Fintech means streamlined communication and more convenient financial and banking solutions for consumers. It’s also making life easier for businesses and their customers, too. Combining finance with digital technology, it offers more reliable, convenient, innovative, and secure platforms for facilitating transactions and other services at faster speeds than the brick-and-mortar and even earlier online alternatives. 

Just how, specifically, is Fintech solving problems for businesses of all sizes? There are plenty of ways, from enabling them to accept payments on the go with ease to allow them to offer better customer service to current and prospective clients.

It allows businesses to accept payments — practically anywhere

Finding a way for customers to pay for products via digital technology doesn’t seem like it should be all that difficult, but there are many intricacies. That happens due to the many payment methods available, issues like tax discrepancies in different locations, processing fees, and other issues. 

Fintech has the answer, though, in the form of platforms like Square. A small attachment adapter allows businesses to swipe credit cards and accept payment on the go — even when they’re not connected to WIFI — whether they’re in a conference hall, restaurant, greenmarket, or storefront. Today, many businesses use Square with a stand to replace a cash register, so it’s no longer just for transactions away from their home base.

Stripe is another helpful Fintech tool that allows businesses to accept payments. The major difference between the tools is that while Square is primarily used for payments made in-person, Stripe focuses on online payments usually made remotely.

Securing transactions

Security is a huge concern for both businesses and consumers. Fortunately, blockchain technology has made transactions a lot safer and easier for organizations and people who use it. Essentially, the technology keeps a record of information within a transaction in a “block” that’s linked to other blocks on a virtual chain — hence the name. The blockchain is encrypted and enormously difficult to corrupt because altering one block will affect the entire ledger. 

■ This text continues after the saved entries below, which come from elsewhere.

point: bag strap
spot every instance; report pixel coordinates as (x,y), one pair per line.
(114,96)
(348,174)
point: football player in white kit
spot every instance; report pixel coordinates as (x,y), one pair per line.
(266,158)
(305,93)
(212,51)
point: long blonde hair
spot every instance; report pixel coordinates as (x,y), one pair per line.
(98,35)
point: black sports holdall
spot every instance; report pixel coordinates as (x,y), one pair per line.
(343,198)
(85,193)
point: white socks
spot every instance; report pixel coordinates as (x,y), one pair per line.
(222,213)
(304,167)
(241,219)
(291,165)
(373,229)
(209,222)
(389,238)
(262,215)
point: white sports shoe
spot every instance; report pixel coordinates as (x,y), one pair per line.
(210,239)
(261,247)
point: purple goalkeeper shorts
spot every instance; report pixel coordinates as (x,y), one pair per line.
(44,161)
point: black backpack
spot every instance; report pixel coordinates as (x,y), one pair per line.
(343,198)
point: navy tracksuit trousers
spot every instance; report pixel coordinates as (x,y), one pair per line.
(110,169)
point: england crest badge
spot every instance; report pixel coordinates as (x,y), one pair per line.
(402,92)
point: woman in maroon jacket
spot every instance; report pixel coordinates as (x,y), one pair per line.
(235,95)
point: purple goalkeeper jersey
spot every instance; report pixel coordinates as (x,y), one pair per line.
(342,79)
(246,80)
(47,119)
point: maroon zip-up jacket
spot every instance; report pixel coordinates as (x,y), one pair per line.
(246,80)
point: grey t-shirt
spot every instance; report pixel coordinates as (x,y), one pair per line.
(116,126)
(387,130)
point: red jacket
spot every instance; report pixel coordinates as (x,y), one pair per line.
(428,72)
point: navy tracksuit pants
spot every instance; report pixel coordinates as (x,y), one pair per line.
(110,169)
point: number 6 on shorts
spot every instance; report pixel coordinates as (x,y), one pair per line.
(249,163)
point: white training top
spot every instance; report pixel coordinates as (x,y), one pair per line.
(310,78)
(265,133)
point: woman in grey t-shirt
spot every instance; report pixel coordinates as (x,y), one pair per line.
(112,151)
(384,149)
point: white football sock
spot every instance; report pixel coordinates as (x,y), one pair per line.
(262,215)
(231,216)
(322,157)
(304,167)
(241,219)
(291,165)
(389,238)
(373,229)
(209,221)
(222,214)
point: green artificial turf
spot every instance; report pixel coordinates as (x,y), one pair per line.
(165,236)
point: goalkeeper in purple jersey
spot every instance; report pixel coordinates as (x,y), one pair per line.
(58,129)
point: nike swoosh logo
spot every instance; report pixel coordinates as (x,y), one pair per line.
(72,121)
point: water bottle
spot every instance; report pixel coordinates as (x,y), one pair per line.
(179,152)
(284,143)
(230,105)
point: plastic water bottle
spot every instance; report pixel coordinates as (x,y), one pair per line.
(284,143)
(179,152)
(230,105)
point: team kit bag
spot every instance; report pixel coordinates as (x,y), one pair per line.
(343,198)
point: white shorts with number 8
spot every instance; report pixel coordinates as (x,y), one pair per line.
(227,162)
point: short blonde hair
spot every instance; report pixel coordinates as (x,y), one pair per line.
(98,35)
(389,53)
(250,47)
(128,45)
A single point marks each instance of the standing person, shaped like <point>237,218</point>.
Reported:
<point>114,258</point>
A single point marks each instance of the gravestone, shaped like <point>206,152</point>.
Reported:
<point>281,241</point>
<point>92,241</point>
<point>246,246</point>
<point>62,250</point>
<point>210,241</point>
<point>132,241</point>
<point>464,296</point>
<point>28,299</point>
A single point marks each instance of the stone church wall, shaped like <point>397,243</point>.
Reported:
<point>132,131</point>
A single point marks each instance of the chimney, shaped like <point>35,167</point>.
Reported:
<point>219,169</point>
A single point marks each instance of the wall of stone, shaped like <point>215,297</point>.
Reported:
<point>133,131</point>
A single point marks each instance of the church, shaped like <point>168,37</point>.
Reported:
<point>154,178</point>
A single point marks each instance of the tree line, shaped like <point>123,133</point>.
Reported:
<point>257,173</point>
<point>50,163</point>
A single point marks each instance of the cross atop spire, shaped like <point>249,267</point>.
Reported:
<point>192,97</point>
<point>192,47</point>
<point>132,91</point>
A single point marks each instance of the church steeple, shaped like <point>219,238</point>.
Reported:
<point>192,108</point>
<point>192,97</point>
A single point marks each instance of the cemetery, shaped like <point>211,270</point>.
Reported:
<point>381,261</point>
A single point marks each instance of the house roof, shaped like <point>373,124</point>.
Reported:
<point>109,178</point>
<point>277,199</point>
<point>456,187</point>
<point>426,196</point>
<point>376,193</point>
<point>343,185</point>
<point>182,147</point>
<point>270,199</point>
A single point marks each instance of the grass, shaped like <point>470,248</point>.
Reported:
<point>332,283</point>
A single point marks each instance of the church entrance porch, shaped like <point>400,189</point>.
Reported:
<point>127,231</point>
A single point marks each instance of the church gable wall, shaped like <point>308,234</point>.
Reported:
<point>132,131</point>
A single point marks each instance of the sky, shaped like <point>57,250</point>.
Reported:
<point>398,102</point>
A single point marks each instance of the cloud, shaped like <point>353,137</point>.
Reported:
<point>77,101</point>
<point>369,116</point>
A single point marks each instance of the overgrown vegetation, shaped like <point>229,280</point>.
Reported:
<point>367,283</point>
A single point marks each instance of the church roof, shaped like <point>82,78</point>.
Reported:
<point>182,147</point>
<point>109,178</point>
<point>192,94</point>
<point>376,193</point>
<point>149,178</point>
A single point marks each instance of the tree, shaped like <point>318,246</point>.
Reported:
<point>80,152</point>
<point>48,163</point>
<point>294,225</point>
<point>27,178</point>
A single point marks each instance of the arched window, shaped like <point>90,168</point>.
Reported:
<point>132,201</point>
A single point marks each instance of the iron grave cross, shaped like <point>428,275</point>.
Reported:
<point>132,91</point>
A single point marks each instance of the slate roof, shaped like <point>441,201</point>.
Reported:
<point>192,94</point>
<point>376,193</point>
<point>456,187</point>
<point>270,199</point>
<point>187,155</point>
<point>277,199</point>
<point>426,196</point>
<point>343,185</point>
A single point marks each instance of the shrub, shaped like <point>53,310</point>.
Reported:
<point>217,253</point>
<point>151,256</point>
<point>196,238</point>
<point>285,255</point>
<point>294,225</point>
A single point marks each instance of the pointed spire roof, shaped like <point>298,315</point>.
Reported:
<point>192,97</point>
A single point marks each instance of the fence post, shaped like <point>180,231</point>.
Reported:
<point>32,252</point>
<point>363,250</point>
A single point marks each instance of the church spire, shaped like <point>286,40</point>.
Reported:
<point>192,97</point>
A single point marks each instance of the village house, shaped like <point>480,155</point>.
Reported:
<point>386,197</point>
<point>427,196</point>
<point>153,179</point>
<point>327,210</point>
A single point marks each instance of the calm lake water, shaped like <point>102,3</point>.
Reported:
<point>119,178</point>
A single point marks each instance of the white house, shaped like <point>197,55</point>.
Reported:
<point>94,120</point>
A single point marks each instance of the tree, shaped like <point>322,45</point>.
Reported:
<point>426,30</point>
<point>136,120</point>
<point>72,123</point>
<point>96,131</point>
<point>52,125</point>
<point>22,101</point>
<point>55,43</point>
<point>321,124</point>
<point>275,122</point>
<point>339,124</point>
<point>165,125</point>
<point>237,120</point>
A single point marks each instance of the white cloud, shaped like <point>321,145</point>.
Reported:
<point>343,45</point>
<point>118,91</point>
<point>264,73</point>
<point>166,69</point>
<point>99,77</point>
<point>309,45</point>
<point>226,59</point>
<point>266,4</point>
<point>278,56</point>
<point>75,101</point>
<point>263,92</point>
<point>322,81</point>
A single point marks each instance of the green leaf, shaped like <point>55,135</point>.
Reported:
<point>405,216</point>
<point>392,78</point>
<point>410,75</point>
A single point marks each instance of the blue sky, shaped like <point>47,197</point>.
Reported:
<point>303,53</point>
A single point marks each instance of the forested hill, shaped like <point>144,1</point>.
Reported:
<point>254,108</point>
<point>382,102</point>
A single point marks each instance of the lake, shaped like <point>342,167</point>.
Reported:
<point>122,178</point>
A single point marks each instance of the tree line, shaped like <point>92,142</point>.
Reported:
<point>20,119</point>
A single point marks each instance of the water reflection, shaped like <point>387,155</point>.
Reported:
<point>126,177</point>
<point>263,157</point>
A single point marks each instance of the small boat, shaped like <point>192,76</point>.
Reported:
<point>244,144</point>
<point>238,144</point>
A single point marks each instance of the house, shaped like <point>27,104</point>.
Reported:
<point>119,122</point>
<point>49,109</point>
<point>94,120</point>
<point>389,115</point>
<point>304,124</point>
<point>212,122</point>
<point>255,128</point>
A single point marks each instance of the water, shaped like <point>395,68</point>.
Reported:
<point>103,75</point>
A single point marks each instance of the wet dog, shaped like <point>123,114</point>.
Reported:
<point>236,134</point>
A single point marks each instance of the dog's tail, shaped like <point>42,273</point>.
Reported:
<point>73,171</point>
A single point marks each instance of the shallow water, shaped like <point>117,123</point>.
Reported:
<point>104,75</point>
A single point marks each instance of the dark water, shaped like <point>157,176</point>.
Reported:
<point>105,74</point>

Moreover, transactions don’t require third-party, intermediary processing, which means they occur much more quickly than they would if they did need an intermediary, as transactions typically do, as well as safely. This is helpful for many types of businesses, such as retail, which benefits from secure, swift transactions. Even fast-food chains like Starbucks and Burger King are accepting cryptocurrency in some locations, with transactions conducted via apps. 

Digitizing currency

Some countries, such as Sweden, are already well on their way to becoming cashless societies. The Harvard Business Review reported that cash transactions under $20 had dropped to 37% in 2019 in the United States, down from 46% in 2015. Digital currency could be well on its way to replacing physical currency for good, increasing efficiency, speed, and convenience. 

Credit card payments are nothing new, of course, but today, more and more businesses are accepting them for smaller transactions. Some are even taking cryptocurrencies such as Bitcoin, which, through blockchain technology, allows customers to pay for purchases without an intermediary to process the transactions. Many small businesses are doing away with cash transactions entirely.

Facilitating payroll

Fintech also offers platforms that intersect with responsibilities generally handled by human resources or accounting. Software such as ADP, HReasily, and even Square will take care of your payroll processing, tax documents, benefits information, and more. 

This can be especially useful for small- and medium-sized enterprises (SMEs) that usually deal with these issues on their own, often spending too much time dealing with the various intricacies of bonuses and tax-filing. Not only does this free up time for SMEs, but it also takes concerns about areas they may not understand or have a dedicated staff to handle fully off of their plates.

Fintech is important for all businesses that depend on customer service, from retail to insurance. It facilitates greater reliability and security, which is essential for an organization’s reputation. In the future, we’ll likely see Fintech touch even more areas of the business world and provide solutions we can’t even imagine, driving increased consumer engagement and trust in brands.